Sur les conclusions aux fins d’injonction :
Le présent jugement implique que le préfet de police ou tout préfet territorialement compétent délivre un titre de séjour à M. A… C… dans un délai de trois mois à compter de la notification du présent jugement et le mette en possession, dans l’attente, d’une autorisation provisoire de séjour.
Sur les frais liés au litige :
Il y a lieu, dans les circonstances de l’espèce, de mettre à la charge de l’État (préfet de police) la somme de 1 200 (mille deux cents) euros à verser à M. A… C… au titre de l’article L. 761-1 du code de justice administrative.
D EC I D E :
Article 1er : L’arrêté du 21 mai 2025 par lequel le préfet de police a refusé de délivrer à M. A… C… un titre de séjour, l’a obligé à quitter le territoire français et a fixé le pays d’éloignement est annulé.
Article 2 : Il est enjoint au préfet de police, ou à tout préfet territorialement compétent, de délivrer un titre de séjour à M. A… C… dans le délai de trois mois à compter de la notification du présent jugement et de le mettre en possession, dans l’attente, d’une autorisation provisoire de séjour.
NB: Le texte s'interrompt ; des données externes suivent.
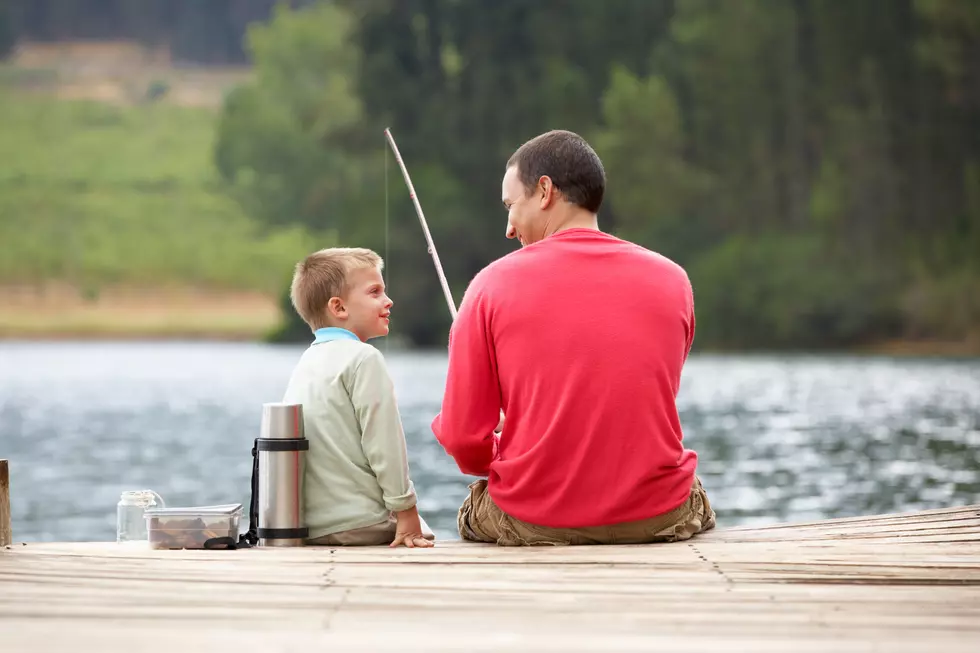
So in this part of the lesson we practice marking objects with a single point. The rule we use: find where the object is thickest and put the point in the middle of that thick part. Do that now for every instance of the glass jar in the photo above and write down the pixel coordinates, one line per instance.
(130, 524)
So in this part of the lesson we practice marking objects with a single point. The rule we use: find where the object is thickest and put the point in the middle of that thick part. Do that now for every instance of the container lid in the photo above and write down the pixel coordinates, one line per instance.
(195, 511)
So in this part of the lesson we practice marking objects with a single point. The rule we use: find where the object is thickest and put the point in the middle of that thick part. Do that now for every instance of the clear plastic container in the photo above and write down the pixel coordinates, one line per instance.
(198, 527)
(130, 525)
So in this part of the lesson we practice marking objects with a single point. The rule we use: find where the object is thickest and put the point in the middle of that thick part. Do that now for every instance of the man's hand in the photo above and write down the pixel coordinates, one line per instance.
(409, 530)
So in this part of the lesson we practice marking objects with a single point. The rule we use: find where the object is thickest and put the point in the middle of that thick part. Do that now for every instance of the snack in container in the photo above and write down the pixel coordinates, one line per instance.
(197, 527)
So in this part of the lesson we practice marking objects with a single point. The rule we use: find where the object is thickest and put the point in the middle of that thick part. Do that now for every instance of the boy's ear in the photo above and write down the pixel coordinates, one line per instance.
(336, 308)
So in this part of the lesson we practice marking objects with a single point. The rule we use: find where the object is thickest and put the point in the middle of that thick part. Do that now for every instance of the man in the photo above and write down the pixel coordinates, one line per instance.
(579, 337)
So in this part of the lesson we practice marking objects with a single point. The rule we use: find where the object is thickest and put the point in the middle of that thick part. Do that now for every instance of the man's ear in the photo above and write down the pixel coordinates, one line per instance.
(336, 308)
(549, 192)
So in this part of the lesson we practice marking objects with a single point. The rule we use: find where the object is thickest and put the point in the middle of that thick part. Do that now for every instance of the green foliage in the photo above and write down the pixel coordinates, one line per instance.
(813, 164)
(284, 141)
(97, 194)
(657, 195)
(788, 291)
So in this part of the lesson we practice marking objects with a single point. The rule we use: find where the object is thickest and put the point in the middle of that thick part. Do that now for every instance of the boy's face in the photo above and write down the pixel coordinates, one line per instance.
(366, 308)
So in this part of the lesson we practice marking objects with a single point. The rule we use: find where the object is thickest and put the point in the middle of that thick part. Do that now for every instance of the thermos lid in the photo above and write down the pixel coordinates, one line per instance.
(282, 421)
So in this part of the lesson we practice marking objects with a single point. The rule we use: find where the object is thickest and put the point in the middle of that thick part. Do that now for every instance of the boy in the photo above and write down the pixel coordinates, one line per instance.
(357, 488)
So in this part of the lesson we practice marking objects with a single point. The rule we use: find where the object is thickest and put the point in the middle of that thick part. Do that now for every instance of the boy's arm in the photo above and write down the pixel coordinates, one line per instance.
(471, 403)
(382, 437)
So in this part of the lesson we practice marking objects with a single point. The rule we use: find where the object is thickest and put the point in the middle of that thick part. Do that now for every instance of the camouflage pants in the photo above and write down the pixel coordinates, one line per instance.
(480, 520)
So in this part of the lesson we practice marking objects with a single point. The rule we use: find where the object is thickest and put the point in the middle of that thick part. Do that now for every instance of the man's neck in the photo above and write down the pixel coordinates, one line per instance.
(577, 219)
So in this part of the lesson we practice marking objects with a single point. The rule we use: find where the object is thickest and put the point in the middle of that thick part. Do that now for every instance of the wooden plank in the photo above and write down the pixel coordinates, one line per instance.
(6, 534)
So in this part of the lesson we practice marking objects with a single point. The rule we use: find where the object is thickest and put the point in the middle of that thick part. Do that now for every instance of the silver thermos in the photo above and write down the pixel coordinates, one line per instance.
(281, 448)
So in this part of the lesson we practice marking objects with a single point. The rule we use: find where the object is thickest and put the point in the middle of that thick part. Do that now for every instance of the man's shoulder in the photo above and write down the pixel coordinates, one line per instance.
(654, 258)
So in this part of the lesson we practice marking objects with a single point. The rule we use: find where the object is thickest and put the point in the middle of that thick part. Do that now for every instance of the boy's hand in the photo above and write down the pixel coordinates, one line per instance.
(409, 530)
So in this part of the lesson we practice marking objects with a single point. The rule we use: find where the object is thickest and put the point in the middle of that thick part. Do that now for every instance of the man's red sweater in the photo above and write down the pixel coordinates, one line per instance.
(580, 338)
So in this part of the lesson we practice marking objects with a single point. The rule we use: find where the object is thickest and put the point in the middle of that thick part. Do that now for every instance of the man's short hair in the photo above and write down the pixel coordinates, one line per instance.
(324, 274)
(570, 162)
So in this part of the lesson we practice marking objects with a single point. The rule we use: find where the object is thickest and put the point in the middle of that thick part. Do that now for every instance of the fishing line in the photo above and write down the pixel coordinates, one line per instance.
(387, 277)
(425, 226)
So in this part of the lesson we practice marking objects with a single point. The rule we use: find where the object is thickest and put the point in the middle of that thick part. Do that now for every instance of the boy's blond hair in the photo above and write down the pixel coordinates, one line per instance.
(324, 274)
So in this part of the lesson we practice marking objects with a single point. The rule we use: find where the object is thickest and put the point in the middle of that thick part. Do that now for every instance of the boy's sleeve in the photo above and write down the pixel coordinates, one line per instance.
(382, 436)
(471, 403)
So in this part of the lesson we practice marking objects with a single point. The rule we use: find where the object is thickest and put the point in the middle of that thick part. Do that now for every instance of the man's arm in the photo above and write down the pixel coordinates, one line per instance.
(471, 403)
(382, 437)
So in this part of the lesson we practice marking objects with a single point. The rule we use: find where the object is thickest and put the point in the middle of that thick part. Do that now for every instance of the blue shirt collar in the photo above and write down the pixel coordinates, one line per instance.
(327, 334)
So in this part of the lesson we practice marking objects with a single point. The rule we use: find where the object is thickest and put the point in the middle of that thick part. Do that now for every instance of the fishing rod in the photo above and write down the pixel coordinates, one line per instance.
(428, 239)
(425, 227)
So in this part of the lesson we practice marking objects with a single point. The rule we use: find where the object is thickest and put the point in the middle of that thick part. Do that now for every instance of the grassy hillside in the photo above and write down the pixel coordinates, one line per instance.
(101, 195)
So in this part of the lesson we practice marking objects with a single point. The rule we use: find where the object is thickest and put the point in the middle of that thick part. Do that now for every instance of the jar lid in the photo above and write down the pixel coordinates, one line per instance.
(141, 498)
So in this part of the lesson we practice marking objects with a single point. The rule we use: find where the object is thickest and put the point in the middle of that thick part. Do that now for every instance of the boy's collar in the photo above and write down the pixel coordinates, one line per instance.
(326, 334)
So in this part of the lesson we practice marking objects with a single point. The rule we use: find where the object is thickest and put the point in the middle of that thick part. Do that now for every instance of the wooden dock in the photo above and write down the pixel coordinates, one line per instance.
(890, 583)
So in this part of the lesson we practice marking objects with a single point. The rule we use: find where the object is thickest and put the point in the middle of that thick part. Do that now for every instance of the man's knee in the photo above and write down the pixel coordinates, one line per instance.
(472, 518)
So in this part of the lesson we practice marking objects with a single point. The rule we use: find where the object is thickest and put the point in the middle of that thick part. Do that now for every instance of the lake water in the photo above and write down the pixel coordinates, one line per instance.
(780, 438)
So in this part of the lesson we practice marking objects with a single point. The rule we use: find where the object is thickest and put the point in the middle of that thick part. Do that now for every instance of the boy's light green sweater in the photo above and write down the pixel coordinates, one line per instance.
(357, 465)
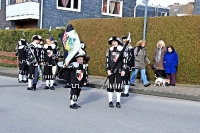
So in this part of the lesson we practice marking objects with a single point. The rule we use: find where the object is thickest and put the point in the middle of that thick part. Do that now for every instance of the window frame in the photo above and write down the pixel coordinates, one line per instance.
(107, 10)
(70, 9)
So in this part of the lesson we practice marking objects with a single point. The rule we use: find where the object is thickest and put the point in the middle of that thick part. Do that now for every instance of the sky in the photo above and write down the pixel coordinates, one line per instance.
(166, 3)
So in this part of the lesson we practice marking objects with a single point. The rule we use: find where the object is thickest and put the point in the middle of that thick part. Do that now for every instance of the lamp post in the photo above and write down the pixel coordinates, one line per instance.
(145, 20)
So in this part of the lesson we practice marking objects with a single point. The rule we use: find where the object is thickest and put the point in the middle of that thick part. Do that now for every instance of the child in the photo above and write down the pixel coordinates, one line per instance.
(115, 71)
(78, 79)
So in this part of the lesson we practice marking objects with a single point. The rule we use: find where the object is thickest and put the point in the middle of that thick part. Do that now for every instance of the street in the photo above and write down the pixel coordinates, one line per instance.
(47, 111)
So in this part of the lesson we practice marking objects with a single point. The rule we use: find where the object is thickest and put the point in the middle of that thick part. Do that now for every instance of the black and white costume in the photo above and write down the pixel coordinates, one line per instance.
(129, 69)
(21, 52)
(67, 72)
(78, 78)
(112, 57)
(34, 57)
(49, 55)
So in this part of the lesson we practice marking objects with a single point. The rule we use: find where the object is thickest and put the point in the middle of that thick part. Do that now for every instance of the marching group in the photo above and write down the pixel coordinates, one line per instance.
(38, 60)
(120, 63)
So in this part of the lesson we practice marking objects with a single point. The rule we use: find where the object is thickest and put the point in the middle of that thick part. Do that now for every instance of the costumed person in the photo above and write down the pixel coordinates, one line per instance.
(159, 53)
(49, 56)
(171, 64)
(21, 52)
(115, 67)
(140, 63)
(67, 72)
(78, 79)
(56, 60)
(130, 66)
(34, 59)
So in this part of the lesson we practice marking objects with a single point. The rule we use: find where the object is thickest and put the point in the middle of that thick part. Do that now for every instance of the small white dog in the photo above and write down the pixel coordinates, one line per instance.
(160, 81)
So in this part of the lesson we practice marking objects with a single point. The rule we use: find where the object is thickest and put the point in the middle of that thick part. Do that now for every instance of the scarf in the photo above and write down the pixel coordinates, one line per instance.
(158, 55)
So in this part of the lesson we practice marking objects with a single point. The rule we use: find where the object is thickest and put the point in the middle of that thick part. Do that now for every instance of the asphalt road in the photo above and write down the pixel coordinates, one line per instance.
(47, 111)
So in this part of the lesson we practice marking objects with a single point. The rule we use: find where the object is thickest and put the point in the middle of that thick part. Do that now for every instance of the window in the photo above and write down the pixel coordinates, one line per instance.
(112, 7)
(71, 5)
(163, 13)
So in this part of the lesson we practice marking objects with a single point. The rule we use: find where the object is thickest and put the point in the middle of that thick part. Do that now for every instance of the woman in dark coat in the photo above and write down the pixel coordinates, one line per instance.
(159, 53)
(170, 64)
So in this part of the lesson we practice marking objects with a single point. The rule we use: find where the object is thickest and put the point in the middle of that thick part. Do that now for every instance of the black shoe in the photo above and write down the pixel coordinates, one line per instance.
(148, 84)
(52, 88)
(46, 87)
(77, 105)
(118, 105)
(54, 84)
(111, 104)
(132, 84)
(20, 81)
(73, 106)
(124, 95)
(29, 88)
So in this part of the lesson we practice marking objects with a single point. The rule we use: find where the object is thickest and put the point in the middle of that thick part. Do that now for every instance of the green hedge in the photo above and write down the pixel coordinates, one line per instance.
(181, 32)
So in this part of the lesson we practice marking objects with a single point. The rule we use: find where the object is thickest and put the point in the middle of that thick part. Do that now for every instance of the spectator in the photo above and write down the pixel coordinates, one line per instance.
(170, 64)
(158, 58)
(140, 58)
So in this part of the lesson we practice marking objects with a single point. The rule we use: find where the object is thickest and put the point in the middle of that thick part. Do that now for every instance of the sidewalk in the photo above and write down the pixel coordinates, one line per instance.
(187, 92)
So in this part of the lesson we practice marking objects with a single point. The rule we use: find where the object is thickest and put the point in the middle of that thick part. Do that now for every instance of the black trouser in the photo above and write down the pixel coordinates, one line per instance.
(67, 76)
(126, 77)
(118, 87)
(75, 92)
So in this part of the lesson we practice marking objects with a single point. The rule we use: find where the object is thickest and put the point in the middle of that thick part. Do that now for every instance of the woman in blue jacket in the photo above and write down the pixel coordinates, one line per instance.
(170, 64)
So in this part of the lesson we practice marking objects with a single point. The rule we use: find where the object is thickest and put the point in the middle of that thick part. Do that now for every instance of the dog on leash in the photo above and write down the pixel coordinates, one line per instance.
(161, 81)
Article 3 : L’Etat (préfet de police) versera à M. A… C… la somme de 1 200 (mille deux cents) euros en application de l’article L. 761-1 du code de justice administrative.
Article 4 : Le surplus des conclusions de la requête de M. A… C… est rejeté.
Article 5 : Le présent jugement sera notifié à M. B… A… C… et au préfet de police.
Délibéré après l’audience du 13 novembre 2025, à laquelle siégeaient :
- M. Gracia, président ;
- Mme Beugelmans-Lagane, première conseillère ;
- M. Rannou, conseiller.
Rendu public par mise à disposition au greffe le 27 novembre 2025.
La rapporteure,
N. BEUGELMANS-LAGANE
Le président,
J-Ch. GRACIA
Le greffier,
R. DRAI
La République mande et ordonne au préfet de police en ce qui le concerne ou à tous commissaires de justice à ce requis en ce qui concerne les voies de droit commun, contre les parties privées, de pourvoir à l’exécution de la présente décision.